Binge watching the streams and eye-balling the books falling off the shelf. What a life.
Ever since I was laid off from my full-time job of eleven years I’ve been working part-time. That means the other part-time portion of my life is spent staying up late (thinking of you Joe Franklin) to rewatch all the shows and movies I’ve seen over the years while tallying up the new ones clogging the channels.
There’s something nostalgic and potentially mortifying when you do that. Nostalgic because you have fond memories of times spent in and around those shows, and mortifying when you approach them again with adult eyes, sometimes forcing you to figure out what your younger mind was thinking back then. Or, worse yet, generating friction between those memories and the reality of now. Times do change. What was fun and engrossing THEN can become but-that’s-not-how-I-remembered-it! So holding to those fixed points can be a mixed-up bag of rapture and remembrance or rupture and disappointment. For the most part, though, if nothing else, it helps keep the gray cells sparking along and can show how much you’ve grown (or not). Funny too, while time may change, it often repeats events, just swapping out old windows for new, but the dressing stays the same.

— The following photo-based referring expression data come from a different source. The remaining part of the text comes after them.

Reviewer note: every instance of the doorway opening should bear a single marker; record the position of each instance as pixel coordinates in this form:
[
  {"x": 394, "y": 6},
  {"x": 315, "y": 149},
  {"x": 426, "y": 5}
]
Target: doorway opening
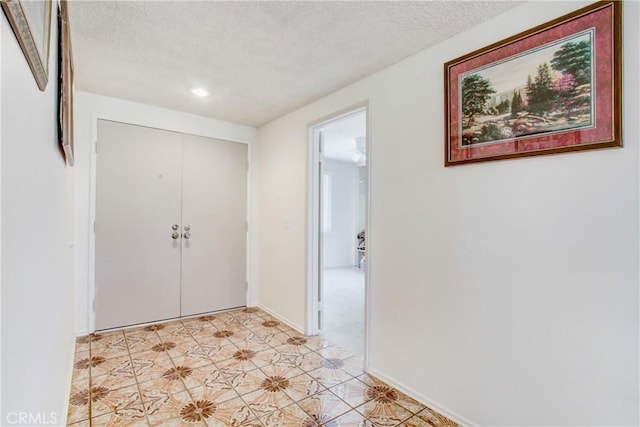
[{"x": 338, "y": 236}]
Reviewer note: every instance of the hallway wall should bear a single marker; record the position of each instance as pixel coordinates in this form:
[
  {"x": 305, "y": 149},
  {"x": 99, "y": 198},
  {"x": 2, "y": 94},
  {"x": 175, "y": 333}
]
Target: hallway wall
[
  {"x": 37, "y": 233},
  {"x": 340, "y": 242},
  {"x": 503, "y": 293}
]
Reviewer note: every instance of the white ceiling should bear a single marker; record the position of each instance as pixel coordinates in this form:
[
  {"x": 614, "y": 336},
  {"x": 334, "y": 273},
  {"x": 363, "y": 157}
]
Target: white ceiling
[
  {"x": 340, "y": 138},
  {"x": 259, "y": 59}
]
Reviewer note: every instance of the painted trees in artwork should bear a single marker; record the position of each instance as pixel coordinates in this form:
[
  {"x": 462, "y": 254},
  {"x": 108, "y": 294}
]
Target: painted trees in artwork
[
  {"x": 475, "y": 93},
  {"x": 574, "y": 59},
  {"x": 540, "y": 92},
  {"x": 556, "y": 95},
  {"x": 517, "y": 104}
]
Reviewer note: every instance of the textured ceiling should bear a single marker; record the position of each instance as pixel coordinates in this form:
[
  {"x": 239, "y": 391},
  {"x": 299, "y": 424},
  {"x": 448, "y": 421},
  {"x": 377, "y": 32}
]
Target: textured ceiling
[{"x": 260, "y": 60}]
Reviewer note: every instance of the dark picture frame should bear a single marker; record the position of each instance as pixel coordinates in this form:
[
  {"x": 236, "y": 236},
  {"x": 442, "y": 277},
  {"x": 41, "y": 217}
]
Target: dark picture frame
[
  {"x": 31, "y": 23},
  {"x": 66, "y": 84},
  {"x": 554, "y": 88}
]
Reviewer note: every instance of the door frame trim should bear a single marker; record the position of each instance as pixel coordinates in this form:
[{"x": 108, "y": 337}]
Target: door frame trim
[
  {"x": 313, "y": 219},
  {"x": 91, "y": 279}
]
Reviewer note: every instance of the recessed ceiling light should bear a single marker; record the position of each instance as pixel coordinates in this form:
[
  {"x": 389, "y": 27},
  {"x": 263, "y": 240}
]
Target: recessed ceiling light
[{"x": 199, "y": 92}]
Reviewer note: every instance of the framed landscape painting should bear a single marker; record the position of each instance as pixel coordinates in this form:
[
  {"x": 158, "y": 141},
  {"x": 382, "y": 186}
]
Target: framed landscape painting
[{"x": 551, "y": 89}]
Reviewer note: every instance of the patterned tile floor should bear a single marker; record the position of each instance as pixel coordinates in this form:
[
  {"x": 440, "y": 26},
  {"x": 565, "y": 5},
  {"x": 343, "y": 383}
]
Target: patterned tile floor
[{"x": 240, "y": 368}]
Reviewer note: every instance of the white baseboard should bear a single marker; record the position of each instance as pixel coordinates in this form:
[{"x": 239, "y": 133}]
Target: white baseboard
[
  {"x": 283, "y": 319},
  {"x": 422, "y": 399},
  {"x": 67, "y": 392}
]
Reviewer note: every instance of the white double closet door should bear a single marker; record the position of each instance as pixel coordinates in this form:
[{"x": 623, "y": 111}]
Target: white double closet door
[{"x": 170, "y": 225}]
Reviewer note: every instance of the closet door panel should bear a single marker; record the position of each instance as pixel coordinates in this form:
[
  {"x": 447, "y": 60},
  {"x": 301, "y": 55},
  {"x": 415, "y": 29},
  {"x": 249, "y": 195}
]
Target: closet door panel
[
  {"x": 214, "y": 207},
  {"x": 138, "y": 198}
]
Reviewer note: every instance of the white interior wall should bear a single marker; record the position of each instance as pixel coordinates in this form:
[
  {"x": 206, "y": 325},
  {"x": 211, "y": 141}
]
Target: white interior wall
[
  {"x": 88, "y": 109},
  {"x": 503, "y": 293},
  {"x": 37, "y": 257},
  {"x": 340, "y": 243},
  {"x": 362, "y": 198}
]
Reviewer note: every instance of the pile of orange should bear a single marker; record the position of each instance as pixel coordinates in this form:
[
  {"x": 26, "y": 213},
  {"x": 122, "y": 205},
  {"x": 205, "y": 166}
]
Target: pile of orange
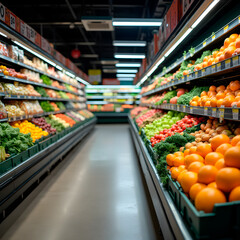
[
  {"x": 209, "y": 173},
  {"x": 231, "y": 46},
  {"x": 219, "y": 96}
]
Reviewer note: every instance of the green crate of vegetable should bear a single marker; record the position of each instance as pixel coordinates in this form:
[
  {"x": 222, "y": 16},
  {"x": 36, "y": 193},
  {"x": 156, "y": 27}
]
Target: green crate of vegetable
[
  {"x": 5, "y": 166},
  {"x": 33, "y": 150},
  {"x": 222, "y": 223}
]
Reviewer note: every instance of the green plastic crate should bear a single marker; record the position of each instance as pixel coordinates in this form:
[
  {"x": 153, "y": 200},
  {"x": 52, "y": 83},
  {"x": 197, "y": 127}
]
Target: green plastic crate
[
  {"x": 222, "y": 223},
  {"x": 5, "y": 166}
]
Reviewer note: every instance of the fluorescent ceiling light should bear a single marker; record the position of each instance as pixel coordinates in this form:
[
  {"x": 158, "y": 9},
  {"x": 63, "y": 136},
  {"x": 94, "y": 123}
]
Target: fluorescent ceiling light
[
  {"x": 120, "y": 22},
  {"x": 59, "y": 68},
  {"x": 34, "y": 53},
  {"x": 203, "y": 15},
  {"x": 126, "y": 75},
  {"x": 126, "y": 70},
  {"x": 178, "y": 42},
  {"x": 82, "y": 81},
  {"x": 128, "y": 65},
  {"x": 129, "y": 43},
  {"x": 3, "y": 34},
  {"x": 70, "y": 74},
  {"x": 129, "y": 55}
]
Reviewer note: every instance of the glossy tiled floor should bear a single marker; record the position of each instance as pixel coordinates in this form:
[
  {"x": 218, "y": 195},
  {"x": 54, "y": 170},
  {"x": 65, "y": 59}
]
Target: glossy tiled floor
[{"x": 96, "y": 193}]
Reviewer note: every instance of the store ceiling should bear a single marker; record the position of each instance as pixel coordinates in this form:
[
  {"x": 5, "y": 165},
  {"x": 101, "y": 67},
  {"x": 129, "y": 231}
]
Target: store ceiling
[{"x": 53, "y": 20}]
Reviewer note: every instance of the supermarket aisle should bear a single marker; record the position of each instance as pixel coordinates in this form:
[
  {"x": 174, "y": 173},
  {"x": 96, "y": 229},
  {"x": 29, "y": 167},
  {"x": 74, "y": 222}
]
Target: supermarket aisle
[{"x": 96, "y": 194}]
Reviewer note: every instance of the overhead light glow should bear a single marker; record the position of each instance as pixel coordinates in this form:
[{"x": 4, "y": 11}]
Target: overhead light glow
[
  {"x": 59, "y": 68},
  {"x": 129, "y": 55},
  {"x": 132, "y": 22},
  {"x": 3, "y": 34},
  {"x": 125, "y": 79},
  {"x": 128, "y": 65},
  {"x": 126, "y": 70},
  {"x": 126, "y": 75},
  {"x": 70, "y": 74},
  {"x": 34, "y": 53},
  {"x": 82, "y": 81},
  {"x": 129, "y": 43},
  {"x": 203, "y": 15}
]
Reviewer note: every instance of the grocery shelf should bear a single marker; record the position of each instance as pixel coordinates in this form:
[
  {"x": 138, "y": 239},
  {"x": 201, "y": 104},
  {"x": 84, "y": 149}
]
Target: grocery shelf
[
  {"x": 206, "y": 43},
  {"x": 21, "y": 97},
  {"x": 169, "y": 219},
  {"x": 227, "y": 66},
  {"x": 9, "y": 78},
  {"x": 217, "y": 112},
  {"x": 15, "y": 183},
  {"x": 9, "y": 60}
]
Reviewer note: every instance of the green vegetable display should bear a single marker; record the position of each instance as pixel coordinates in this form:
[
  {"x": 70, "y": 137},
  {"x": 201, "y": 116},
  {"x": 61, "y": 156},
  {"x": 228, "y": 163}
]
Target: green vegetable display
[
  {"x": 187, "y": 97},
  {"x": 46, "y": 106},
  {"x": 55, "y": 124},
  {"x": 12, "y": 140},
  {"x": 46, "y": 80},
  {"x": 41, "y": 91}
]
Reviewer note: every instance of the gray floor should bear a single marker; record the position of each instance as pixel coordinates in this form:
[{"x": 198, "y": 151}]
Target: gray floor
[{"x": 96, "y": 193}]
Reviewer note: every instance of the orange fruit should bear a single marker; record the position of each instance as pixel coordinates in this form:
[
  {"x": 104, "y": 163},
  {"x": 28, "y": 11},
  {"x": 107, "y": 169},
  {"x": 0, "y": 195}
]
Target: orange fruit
[
  {"x": 179, "y": 178},
  {"x": 188, "y": 179},
  {"x": 175, "y": 172},
  {"x": 193, "y": 158},
  {"x": 232, "y": 157},
  {"x": 207, "y": 174},
  {"x": 207, "y": 198},
  {"x": 195, "y": 189},
  {"x": 203, "y": 149},
  {"x": 212, "y": 158},
  {"x": 195, "y": 166},
  {"x": 235, "y": 140},
  {"x": 212, "y": 184},
  {"x": 223, "y": 148},
  {"x": 169, "y": 159},
  {"x": 218, "y": 140},
  {"x": 235, "y": 194},
  {"x": 228, "y": 178},
  {"x": 220, "y": 164}
]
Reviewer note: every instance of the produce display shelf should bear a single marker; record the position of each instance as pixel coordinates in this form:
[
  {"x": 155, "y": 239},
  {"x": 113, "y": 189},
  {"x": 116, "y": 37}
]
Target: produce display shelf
[
  {"x": 36, "y": 84},
  {"x": 8, "y": 59},
  {"x": 12, "y": 119},
  {"x": 217, "y": 112},
  {"x": 169, "y": 219},
  {"x": 227, "y": 66},
  {"x": 111, "y": 97},
  {"x": 206, "y": 43},
  {"x": 15, "y": 182},
  {"x": 23, "y": 97}
]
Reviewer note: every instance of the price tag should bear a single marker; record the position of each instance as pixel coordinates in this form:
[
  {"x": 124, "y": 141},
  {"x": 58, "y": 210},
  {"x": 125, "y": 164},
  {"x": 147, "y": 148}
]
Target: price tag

I didn’t watch Marvel’s Iron Fist during its first run and now find it underwhelming. At least I didn’t have a nostalgic attachment to it as I wasn’t a fan of the comics it sprang from. The lead actor, Finn Jones as Danny Rand, is not an ideal candidate for being a Master of Kung Fu, let alone wielding a glowing fist of power. He keeps reminding me of the Brady Bunch and I don’t want to be reminded of The Brady Bunch. Ever. The story drags a bit much too. Add in sluggish, ill-choreographed fight scenes that look like a bunch of grandmothers kicking it out and yeah, it’s a letdown. Sure, I’m spoiled by watching the John Wick movies and I did grow up watching Bruce Lee and Kung Fu flicks filled with kick ass action, fly into the air with ease bodies, and bone-crushing punches (with outrageous sound effects and less than stellar dubbing), all while seated, carefully, in seedy 1970s’ New York City movie theaters. But we’re talking the Iron Fist here, not Drunken Master. I’m almost done with season one, but not sure I’ll finish it. If I find something better to watch I may bail early.
Now, Marvel’s Jessica Jones: I caught the first season when it looped on Netflix, and recently finished the third season on Disney. Yes. I need to go back and watch season two, but season three played well without me knowing all the backstory. JJ is an interesting mix: it’s slow moving, but so is the character, and Krysten Ritter is a perfect fit in the role of the superhero turned private eye. JJ has that dim hallways, worn fedora hat feel of noir style, and Ritter carries the rain with her in every scene. After a while, watching her cry over her expensive liquor and lament her past, present, and future does gets tedious, but damn, the acting and storyline just keeps it pumping at low doses in such a way you can’t hang it up, even if she wants to. I’m watching season two now.
Hey, my interest just shifted! Sorry, Iron Fist (insert image of Open Fist waving goodbye).
One should not live by streaming alone, so…
I’m currently reading Horrifica: Collected Stories by Sheldon Woodbury (sounds like a rich person in a noir film, doesn’t it). Woodbury, a scriptwriter and former advertising agency suit, leans to the fatalistic darker side of life, with short stories that would fit nicely in an EC horror comic. He breaks them up into three categories: Grotesqueries, Monstrosities, and Depravities. His characters are usually headed one way (down), with few side stops along the way. So if that “side of life” snip had you mentally singing the song from Life of Brian, stop. Ain’t no bright serendipity or goodwill to be found in these pages. He keeps the horror very horrible indeed. Not gory, just horrific and very no way out.
I’m also reading a course in a book called Theology of Horror: The Hidden Depths of Popular Films by Ryan G. Duns (a Jesuit priest). I shy away from academically-inclined books mostly because their authors use the jargon-spin so prevalent in their fields, so it’s like trying to get into a private club when you’re all jeans and t-shirt. But Duns is different. He uses the jargon and lots of references to philosophy and religion (I keep my tablet nearby to lookup stuff, often :), but the breadth and depth of his writing, his analyses, is awesomely detailed, thoughtful, and instructive. So if you are looking for a theological exercise that seeks to illuminate the darkest corners of some classic horrors, this one’s for you. Heaven forbid, you may learn something and be a better horror fan for it.